The commuting bit looks promising as the station is looking complete. But the snag is the platforms aren’t finished which doesn’t really matter as the first Eurostar trains won’t stop here until November next year. Even then London city folk will be disappointed to learn they will have to squeeze onto one of twelve daily Eurostar trains as a dedicated high-speed commuter service doesn’t come into operation until 2009.

Instead Ebbsfleet is going to be a place to commute to rather than from. Parking for 9,000 cars has been provided because Eurostar see Ebbsfleet as a catchment area for 10 million people. The hope is people will drive around the M25 to Ebbsfleet rather than Stanstead, Heathrow or Gatwick. I have to confess it occurred to me that it will be much easier to drive to Ebbsfleet from my home in South East London rather than struggling with luggage and the kids on the tube all the way up to St Pancras International.

What about those houses? Well it’s a start, but there is a very long way to go. I visited Land Securities Observatory, which isn’t for gazing at the heavens but for peering out over the Thames Gateway. Indeed you can see everything traditionally associated with the area: power stations spewing forth; docks; pylons strutting off into the distance; the QE2 Bridge; Bluewater and plenty of post-war down-at-heel housing.
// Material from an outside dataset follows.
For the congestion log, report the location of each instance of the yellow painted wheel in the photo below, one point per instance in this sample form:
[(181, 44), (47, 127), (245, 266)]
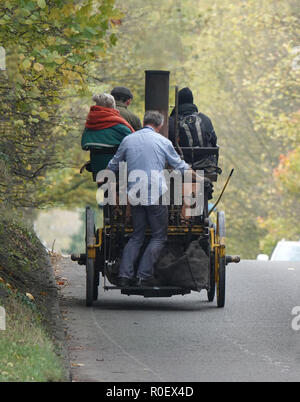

But the main event is right in front of me in the Eastern Quarry, a huge earthworks package is in progress preparing the ground for 6,250 homes. Over to the East is Ebbsfleet Valley where work can now start on those 388 homes, which have just won planning permission. Still if you are thinking about a new life in Ebbsfleet take comfort from Canary Wharf, which went from grot to boom city in 15 years. And if things don’t work out, Paris is only 2hrs 5 minutes away.